MINIというクルマの話をすると、だいたい二つの反応に分かれます。

「あの小さくて可愛いやつでしょ」という人と、「BMWのMINIって、もうMINIじゃないよね」という人。

F56型Cooper Sは、その両方の声を正面から受け止めた世代です。結論から言えば、これはBMWが「MINIとは何か」に対して最も明確な回答を出したモデルでした。

BMWが3世代かけてたどり着いた設計

F56は2014年に登場した3ドアハッチバックのMINIで、BMW傘下では3世代目にあたります。初代のR50/R53(2001年)でブランドを復活させ、2代目のR56(2006年)で商業的な成功を固めた。

その上で、F56は「もう一度ゼロから作り直す」という判断のもとに生まれています。

最大の変化はUKL1プラットフォームの採用です。これはBMW 2シリーズ アクティブツアラー(F45)と共有する前輪駆動ベースの新設計で、MINIとしては初めてBMWグループの横置きFF用アーキテクチャに乗り換えた世代になります。つまり、R56まで使っていたローバー時代の設計思想を完全に捨てたということです。

この決断は大きかった。R50以来のMINIは、もともとローバー時代に開発が始まったプラットフォームをBMWが引き継いで使い続けていました。改良を重ねてはいたものの、基本骨格は2001年の設計が残っていた。F56はそこから完全に離れ、剛性も衝突安全もNVHも、現代の基準で一から設計し直しています。

2Lターボという明確な格上げ

Cooper Sのエンジンも大きく変わりました。R56世代では1.6Lの直4ターボ(プジョーとの共同開発であるプリンスエンジン)を積んでいましたが、F56ではBMW製の2.0L直列4気筒ターボ(B48A20型)に換装されています。最高出力は192ps、最大トルクは280Nm。数字だけ見ると劇的な飛躍ではありませんが、中身はまるで別物です。

まず、排気量が上がったことでターボへの依存度が下がり、低回転域のトルクが分厚くなりました。R56のCooper Sは「回してターボが効いてからが本番」という性格がありましたが、F56では1,250rpmからピークトルクが立ち上がる。街中の信号ダッシュでも、高速の追い越しでも、アクセルを踏んだ瞬間に応えてくれる感覚が明らかに違います。
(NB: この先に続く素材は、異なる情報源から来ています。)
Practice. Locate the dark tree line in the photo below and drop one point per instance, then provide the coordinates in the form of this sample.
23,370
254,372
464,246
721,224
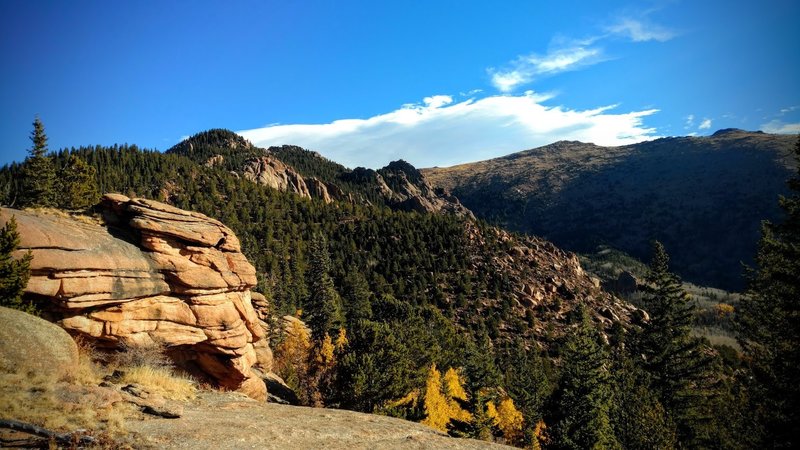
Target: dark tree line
403,288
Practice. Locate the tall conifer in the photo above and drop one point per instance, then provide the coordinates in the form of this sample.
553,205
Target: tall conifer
770,323
14,272
585,393
38,172
324,306
677,362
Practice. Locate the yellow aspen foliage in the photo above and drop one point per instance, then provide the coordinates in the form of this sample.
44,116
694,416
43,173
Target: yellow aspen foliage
454,390
296,344
509,420
410,399
436,407
292,355
453,384
324,355
341,339
491,412
723,310
440,399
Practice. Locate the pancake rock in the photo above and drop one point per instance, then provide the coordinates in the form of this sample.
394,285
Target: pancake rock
153,274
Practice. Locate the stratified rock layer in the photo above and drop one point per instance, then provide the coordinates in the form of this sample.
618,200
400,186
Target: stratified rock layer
155,274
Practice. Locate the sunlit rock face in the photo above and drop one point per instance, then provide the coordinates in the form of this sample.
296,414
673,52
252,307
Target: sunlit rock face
152,274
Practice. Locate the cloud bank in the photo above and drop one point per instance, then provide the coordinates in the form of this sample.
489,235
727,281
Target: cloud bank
441,132
780,127
527,68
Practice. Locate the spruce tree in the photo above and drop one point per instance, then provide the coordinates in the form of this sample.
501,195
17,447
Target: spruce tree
357,297
584,397
677,362
14,273
770,323
38,174
78,186
323,306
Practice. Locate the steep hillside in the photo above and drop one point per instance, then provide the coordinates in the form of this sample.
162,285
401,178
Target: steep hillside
703,197
293,169
405,309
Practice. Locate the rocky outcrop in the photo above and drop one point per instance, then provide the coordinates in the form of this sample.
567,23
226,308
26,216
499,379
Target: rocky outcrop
319,189
410,190
268,171
31,344
547,282
154,273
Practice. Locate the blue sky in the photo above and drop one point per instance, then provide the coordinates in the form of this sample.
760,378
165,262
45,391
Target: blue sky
366,82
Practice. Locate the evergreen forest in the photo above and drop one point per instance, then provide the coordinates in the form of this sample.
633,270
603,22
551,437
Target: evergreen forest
411,315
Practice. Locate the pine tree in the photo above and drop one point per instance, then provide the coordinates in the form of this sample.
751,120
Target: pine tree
78,186
323,306
585,393
677,362
38,174
14,273
770,323
357,297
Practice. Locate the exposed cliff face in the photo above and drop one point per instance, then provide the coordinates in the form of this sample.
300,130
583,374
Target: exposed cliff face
270,172
308,174
410,190
703,197
547,283
154,274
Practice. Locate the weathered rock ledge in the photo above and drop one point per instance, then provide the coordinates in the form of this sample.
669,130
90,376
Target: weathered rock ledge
154,274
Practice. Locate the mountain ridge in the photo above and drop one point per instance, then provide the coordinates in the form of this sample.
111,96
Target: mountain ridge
582,195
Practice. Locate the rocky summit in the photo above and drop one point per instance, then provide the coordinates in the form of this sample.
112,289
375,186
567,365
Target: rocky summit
152,274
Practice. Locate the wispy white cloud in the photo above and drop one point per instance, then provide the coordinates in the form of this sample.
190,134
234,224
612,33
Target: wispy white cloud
780,127
640,30
527,68
441,132
567,54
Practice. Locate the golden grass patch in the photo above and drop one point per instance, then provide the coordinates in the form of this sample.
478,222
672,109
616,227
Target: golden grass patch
161,380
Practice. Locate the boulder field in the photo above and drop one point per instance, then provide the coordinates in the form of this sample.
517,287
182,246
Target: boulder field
152,273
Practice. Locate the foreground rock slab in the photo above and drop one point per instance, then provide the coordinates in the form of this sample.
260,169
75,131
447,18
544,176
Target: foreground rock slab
227,420
153,274
31,344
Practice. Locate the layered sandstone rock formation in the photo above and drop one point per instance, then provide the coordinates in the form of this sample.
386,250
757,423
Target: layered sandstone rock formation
155,273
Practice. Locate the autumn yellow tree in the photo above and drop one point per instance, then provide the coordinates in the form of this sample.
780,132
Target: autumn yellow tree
441,405
292,355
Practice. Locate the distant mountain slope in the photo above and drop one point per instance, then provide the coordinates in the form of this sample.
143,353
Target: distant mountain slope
704,197
293,169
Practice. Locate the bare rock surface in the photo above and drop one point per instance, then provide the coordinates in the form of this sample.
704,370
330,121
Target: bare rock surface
155,274
269,171
227,420
28,343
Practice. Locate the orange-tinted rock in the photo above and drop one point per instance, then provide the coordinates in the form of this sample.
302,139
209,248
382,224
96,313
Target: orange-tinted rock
155,274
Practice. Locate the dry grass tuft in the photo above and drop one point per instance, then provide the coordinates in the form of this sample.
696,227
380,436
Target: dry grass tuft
43,400
162,381
80,216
しかもこのB48エンジンは、BMW 3シリーズ(320i)にも搭載されるユニットのチューン違いです。つまりMINIのためだけに作ったエンジンではなく、BMWの主力パワートレインをMINIにも展開したという構図になります。これは部品共有によるコスト効率の話でもありますが、同時に「MINIにもBMWと同等のエンジニアリングを入れる」という意思表示でもありました。

ゴーカートフィーリングの再定義

MINIの走りを語るとき、必ず出てくるのが「ゴーカートフィーリング」という言葉です。路面に張りつくような低重心感と、ステアリングを切った瞬間にノーズがスッと向きを変える俊敏さ。これはオリジナルのBMC Mini時代から受け継がれたMINIの核心とされています。

ただ、F56はボディサイズがさらに拡大しました。全長3,860mm、全幅1,725mm。初代R50と比べると全長で約120mm、全幅で約40mm大きくなっています。もはや「ミニ」と呼ぶには微妙なサイズ感で、ここは批判されやすいポイントです。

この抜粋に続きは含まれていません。